Traité Petapan: Québec n’a pas respecté sa promesse de conclure à la date prévue

Québec a finalement raté l’échéance du 31 mars pour conclure le Traité Petapan avec trois communautés innues de la Côte-Nord et du Saguenay-Lac-Saint-Jean.

Ottawa et les chefs des Premières Nations d’Essipit, de Mashteuiatsh et de Nutashkuan ont annoncé vendredi avoir conclu leurs négociations, comme prévu, à la date butoir. Mais, malgré les promesses du premier ministre François Legault durant la campagne électorale et celles, en janvier dernier, de son ministre responsable des Relations avec les Premières Nations et les Inuits, Ian Lafrenière, Québec demeure à l’écart, disant avoir encore besoin de temps, du moins pour l’instant.

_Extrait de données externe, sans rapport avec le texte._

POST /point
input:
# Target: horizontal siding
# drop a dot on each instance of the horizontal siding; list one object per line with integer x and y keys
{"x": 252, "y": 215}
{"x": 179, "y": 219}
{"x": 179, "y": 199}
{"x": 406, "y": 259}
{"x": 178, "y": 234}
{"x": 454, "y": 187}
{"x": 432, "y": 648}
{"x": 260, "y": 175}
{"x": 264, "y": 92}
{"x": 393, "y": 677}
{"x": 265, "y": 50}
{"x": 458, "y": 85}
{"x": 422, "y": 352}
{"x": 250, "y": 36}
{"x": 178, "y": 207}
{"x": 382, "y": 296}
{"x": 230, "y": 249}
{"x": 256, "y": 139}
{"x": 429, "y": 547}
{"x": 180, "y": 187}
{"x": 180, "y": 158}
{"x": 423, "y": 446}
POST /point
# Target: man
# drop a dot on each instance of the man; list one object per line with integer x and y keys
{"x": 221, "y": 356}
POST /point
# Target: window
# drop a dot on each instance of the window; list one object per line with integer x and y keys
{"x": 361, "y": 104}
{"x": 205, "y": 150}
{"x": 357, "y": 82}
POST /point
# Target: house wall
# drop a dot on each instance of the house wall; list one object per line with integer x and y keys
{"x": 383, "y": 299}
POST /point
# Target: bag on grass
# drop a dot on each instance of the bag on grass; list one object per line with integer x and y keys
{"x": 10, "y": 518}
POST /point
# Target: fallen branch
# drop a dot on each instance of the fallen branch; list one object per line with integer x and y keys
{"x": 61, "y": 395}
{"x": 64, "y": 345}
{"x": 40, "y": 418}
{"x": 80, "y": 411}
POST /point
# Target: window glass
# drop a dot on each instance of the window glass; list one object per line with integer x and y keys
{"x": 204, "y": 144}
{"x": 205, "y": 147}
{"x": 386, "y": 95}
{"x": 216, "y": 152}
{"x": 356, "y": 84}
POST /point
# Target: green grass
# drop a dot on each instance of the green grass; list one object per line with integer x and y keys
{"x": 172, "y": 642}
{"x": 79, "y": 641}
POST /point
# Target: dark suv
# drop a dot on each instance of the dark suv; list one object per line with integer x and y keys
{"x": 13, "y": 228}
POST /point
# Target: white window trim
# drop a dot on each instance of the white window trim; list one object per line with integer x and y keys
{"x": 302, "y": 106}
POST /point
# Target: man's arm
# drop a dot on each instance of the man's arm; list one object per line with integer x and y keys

«Il y a quand même beaucoup d’avancées avec le Québec. Leurs négociateurs ont mis beaucoup d’efforts, mais effectivement, il restait quelques enjeux qui malheureusement n’ont pas été adressés, ce qui fait en sorte que le Québec n’a pas été au rendez-vous dans le dernier droit. C’est un peu décevant», a laissé tomber le chef de Mashteuiatsh, Gilbert Dominique, en entrevue avec La Presse Canadienne.

40 ans de négociations

On peut comprendre sa déception de voir Québec demander encore un peu de temps, alors que les négociations en vue d’en arriver au projet de traité se sont amorcées il y a 40 ans et que l’entente de principe initiale date, elle, de 2004.

Mais Gilbert Dominique ne lance pas l’éponge pour autant, surtout après avoir attendu aussi longtemps. «C’est un projet de société qui nous apparaît fondamentalement important et on espère que le Québec va nous envoyer le signal que, malgré qu’il n’était pas au rendez-vous au 31 mars, malgré qu’ils ont besoin d’un peu de temps pour finaliser leur réflexion, on va souhaiter qu’ils nous déposent au cours des prochaines journées une proposition qui nous permettrait au moins d’avoir une idée de leurs enjeux et de pouvoir penser qu’on est en mesure d’avoir un texte de traité complet.» 

Mais les trois communautés innues, qui regroupent quelque 12 000 citoyens, n’attendront pas Québec pour passer à la prochaine étape, qui est de donner toute l’information à leurs commettants en lien avec ce projet de traité de plus de 300 pages. Ultimement, le projet sera éventuellement soumis à un référendum.

Fin de la Loi sur les Indiens 

Le Traité Petapan est l’un des plus importants documents du genre depuis la Convention de la Baie James ou la Paix des Braves, mais représente aussi une approche novatrice en matière de relations entre les gouvernements du Québec et du Canada et les Premières Nations. 

Il soustrait les trois communautés à la Loi sur les Indiens, leur accorde le droit à l’autodétermination et reconnaît leurs droits ancestraux, y compris le titre ancestral sur le territoire, avec des modalités d’exercice convenues.

Les initiateurs de ce projet de longue haleine font valoir que le Traité Petapan ne contient aucune extinction de droit et n’affecte pas les droits des autres Premières Nations.

Dans sa forme actuelle, le projet comprend 23 chapitres et aborde entre autres les questions de patrimoine et de culture, du régime territorial propre aux Premières Nations. Il confère aux trois communautés l’autonomie gouvernementale, la pleine gestion des activités traditionnelles. Il aborde aussi la question de l’environnement, des arrangements financiers et du développement socioéconomique.

Le dossier des arrangements financiers est traité de façon à clore les litiges, a expliqué le chef Dominique. «Nous donnons une quittance aux différents gouvernements sur tous les dommages passés parce que dans le traité il y a, bien sûr, la reconnaissance des dommages et il y a, bien entendu, compensation pour les dommages passés. Ces fonds proviennent beaucoup du fédéral. Il y a des enjeux avec le Québec qui n’ont pas été encore abordés.» 

Une inspiration pour les autres

Les six autres communautés innues du Québec – Uashat mak Mani-utenam, Unamen Shipu, Pakua Shipu, Matimekush, Ekuanitshit et Pessamit – qui étaient sur la ligne de départ il y a quatre décennies, ont abandonné en cours de route après avoir perdu foi en un aboutissement quelconque. 

Qu’à cela ne tienne, dit Gilbert Dominique, elles pourraient très bien bénéficier du travail des trois autres. «Les communautés de la nation innue pourraient proposer au Québec et au Canada de l’utiliser. Je pense que c’est possible que les autres communautés de la nation innue s’en inspirent pour pouvoir appliquer des modalités dans leurs propres négociations», un souhait qui requiert toutefois que Québec vienne remplir ses promesses pour pouvoir être exaucé.